What about cash? Well the company’s cash flow used in operating activities of continuing operations for the first quarter of fiscal year 2015 was $8 million. During the first quarter of fiscal year 2015, the company also entered into a $200 million accelerated stock repurchase program and the company paid a cash dividend of $0.32 per share, which is a forward yield of approximately 3.4 percent. The company intends to continue paying dividends on a quarterly basis. As of May 2, 2014, the company had $183 million in cash and cash equivalents and $1.3 billion in long-term debt.

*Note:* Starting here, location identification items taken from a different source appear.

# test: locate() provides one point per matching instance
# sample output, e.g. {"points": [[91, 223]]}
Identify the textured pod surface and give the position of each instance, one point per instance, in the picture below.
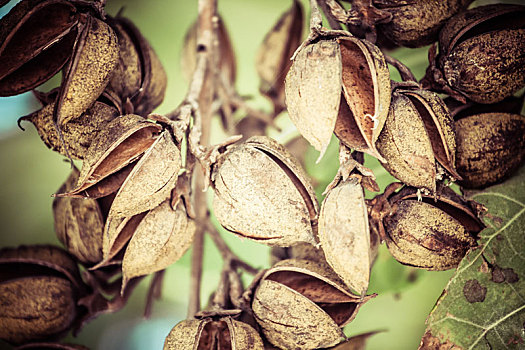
{"points": [[417, 23], [262, 194], [291, 321], [490, 147], [344, 234], [160, 239], [34, 308], [36, 41], [78, 133], [313, 91], [151, 180], [89, 70], [273, 56], [121, 142], [79, 223], [367, 92], [185, 335], [421, 235], [405, 145], [488, 67]]}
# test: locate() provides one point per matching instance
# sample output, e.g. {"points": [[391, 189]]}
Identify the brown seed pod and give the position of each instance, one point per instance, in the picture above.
{"points": [[418, 131], [139, 76], [39, 288], [77, 134], [79, 223], [160, 239], [481, 54], [490, 147], [208, 334], [313, 91], [37, 38], [301, 304], [111, 154], [273, 56], [95, 55], [367, 92], [434, 233], [262, 193], [344, 234], [417, 23]]}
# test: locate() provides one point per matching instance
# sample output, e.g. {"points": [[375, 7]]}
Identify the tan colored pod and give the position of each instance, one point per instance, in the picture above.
{"points": [[344, 234], [209, 334], [262, 193], [302, 304], [490, 147], [421, 235], [313, 91], [405, 145]]}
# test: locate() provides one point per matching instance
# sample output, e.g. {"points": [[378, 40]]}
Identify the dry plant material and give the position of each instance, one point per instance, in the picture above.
{"points": [[416, 23], [366, 91], [37, 38], [344, 234], [79, 223], [213, 333], [120, 143], [139, 81], [273, 56], [262, 193], [160, 239], [39, 287], [490, 147], [433, 233], [418, 131], [303, 304], [313, 91], [94, 57], [78, 134], [481, 54]]}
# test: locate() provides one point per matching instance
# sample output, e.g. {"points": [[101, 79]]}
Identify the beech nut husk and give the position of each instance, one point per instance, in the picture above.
{"points": [[302, 304], [262, 193], [433, 234], [39, 287], [490, 147], [416, 23], [211, 333]]}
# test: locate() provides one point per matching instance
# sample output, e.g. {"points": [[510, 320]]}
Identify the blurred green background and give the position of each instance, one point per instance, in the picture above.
{"points": [[30, 173]]}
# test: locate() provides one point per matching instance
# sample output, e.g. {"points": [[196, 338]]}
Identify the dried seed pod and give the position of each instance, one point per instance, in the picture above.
{"points": [[313, 91], [95, 56], [367, 91], [140, 76], [37, 38], [77, 134], [490, 147], [418, 131], [434, 233], [160, 239], [262, 193], [151, 180], [79, 223], [301, 304], [38, 293], [344, 234], [482, 54], [273, 56], [120, 143], [417, 23], [208, 334]]}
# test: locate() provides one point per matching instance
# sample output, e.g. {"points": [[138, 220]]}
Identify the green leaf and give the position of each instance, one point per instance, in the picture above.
{"points": [[483, 305]]}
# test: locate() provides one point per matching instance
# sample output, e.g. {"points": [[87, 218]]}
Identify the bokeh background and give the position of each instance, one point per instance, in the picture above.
{"points": [[30, 173]]}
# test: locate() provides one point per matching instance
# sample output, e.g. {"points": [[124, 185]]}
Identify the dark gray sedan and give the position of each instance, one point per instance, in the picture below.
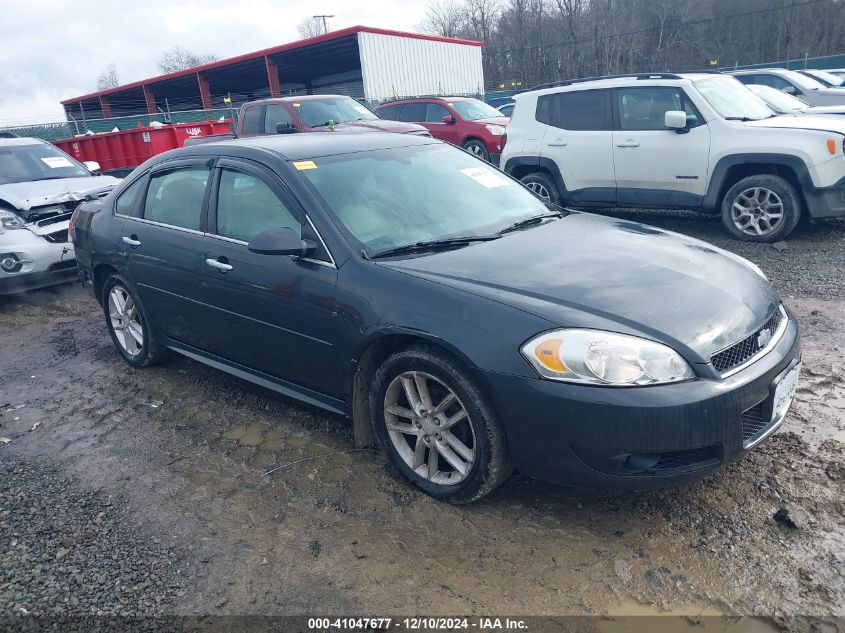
{"points": [[458, 319]]}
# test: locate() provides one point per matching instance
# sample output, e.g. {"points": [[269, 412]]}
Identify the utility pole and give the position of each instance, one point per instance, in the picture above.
{"points": [[323, 18]]}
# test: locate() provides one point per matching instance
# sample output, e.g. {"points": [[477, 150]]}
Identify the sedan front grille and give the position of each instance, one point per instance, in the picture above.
{"points": [[739, 353], [754, 423], [57, 237]]}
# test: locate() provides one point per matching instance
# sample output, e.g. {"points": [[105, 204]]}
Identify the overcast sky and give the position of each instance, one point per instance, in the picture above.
{"points": [[53, 50]]}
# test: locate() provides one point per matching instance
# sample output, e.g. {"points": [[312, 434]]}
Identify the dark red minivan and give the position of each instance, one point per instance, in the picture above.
{"points": [[462, 121]]}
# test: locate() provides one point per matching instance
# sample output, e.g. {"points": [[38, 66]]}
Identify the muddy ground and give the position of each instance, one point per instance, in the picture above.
{"points": [[184, 454]]}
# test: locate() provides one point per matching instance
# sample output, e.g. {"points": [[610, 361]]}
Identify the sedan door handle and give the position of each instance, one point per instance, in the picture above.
{"points": [[223, 267]]}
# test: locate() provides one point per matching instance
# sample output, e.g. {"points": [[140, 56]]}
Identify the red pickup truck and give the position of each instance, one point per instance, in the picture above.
{"points": [[309, 113]]}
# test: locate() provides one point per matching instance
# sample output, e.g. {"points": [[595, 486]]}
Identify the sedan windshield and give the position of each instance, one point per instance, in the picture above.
{"points": [[318, 112], [778, 100], [474, 110], [396, 197], [826, 78], [732, 100], [36, 161]]}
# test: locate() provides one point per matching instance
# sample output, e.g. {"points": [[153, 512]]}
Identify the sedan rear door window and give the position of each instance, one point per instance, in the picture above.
{"points": [[412, 112], [246, 206], [176, 196]]}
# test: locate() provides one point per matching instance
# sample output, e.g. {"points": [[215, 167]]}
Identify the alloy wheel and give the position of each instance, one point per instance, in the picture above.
{"points": [[757, 211], [430, 428], [125, 321], [540, 190]]}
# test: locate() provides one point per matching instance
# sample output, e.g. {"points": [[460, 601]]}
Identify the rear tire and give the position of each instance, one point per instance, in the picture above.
{"points": [[437, 427], [541, 184], [131, 332], [761, 208], [477, 148]]}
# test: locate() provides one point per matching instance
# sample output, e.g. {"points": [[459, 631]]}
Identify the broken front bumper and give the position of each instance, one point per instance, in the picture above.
{"points": [[34, 257]]}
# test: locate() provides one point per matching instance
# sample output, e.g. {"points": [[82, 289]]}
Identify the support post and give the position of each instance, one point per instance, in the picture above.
{"points": [[205, 92], [272, 77], [105, 107], [149, 97]]}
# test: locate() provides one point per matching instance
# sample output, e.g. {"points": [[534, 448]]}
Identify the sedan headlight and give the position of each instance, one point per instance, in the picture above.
{"points": [[9, 220], [604, 358]]}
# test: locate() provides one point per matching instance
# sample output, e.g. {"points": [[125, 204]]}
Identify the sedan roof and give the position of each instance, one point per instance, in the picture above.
{"points": [[300, 146]]}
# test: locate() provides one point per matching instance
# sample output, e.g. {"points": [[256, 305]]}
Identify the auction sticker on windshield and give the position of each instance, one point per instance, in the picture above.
{"points": [[55, 162], [486, 177]]}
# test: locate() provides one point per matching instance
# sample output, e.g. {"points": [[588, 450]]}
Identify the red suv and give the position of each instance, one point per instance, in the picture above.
{"points": [[462, 121]]}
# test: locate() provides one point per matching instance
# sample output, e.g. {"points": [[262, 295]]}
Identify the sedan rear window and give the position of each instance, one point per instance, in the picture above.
{"points": [[393, 197]]}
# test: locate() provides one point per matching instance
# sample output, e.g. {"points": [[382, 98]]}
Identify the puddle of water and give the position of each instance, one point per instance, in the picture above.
{"points": [[632, 617]]}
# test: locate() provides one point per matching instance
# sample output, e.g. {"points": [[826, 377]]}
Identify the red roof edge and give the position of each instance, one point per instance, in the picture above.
{"points": [[325, 37]]}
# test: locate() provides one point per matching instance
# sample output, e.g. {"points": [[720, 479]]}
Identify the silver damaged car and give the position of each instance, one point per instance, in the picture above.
{"points": [[40, 186]]}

Now, it seems like things contracted. Well, they did, but it was expected to be much worse. The company actually beat the top and bottom line estimate. Further, the company’s backlog of signed business orders at the end of the first quarter of fiscal year 2015 was $8.84 billion, of which $3.11 billion was funded. As compared to the end of the first quarter of fiscal year 2014, total backlog decreased 6 percent and funded backlog increased 5 percent. Looking ahead, despite the cuts in government spending, the company affirmed its fiscal year 2015 guidance for revenues of $4.9 billion to $5.1 billion. They also expect to see non-GAAP diluted earnings per share from continuing operations of $2.35 to $2.55 and anticipate cash flows provided by operating activities from continuing operations at or above $350 million. All things considered, with the yield, the stock repurchase program and the company delivering analyst estimate beats despite cuts in government funding, I think the stock is a solid buy at current levels. It has down side protection and the stock is actually trading at reasonable levels on a forward earnings basis.
Disclosure: Christopher F. Davis holds no position in Leidos Holdings and has no intentions of initiating a position in the next 72 hours. He has a buy rating on the stock and a $45 price target.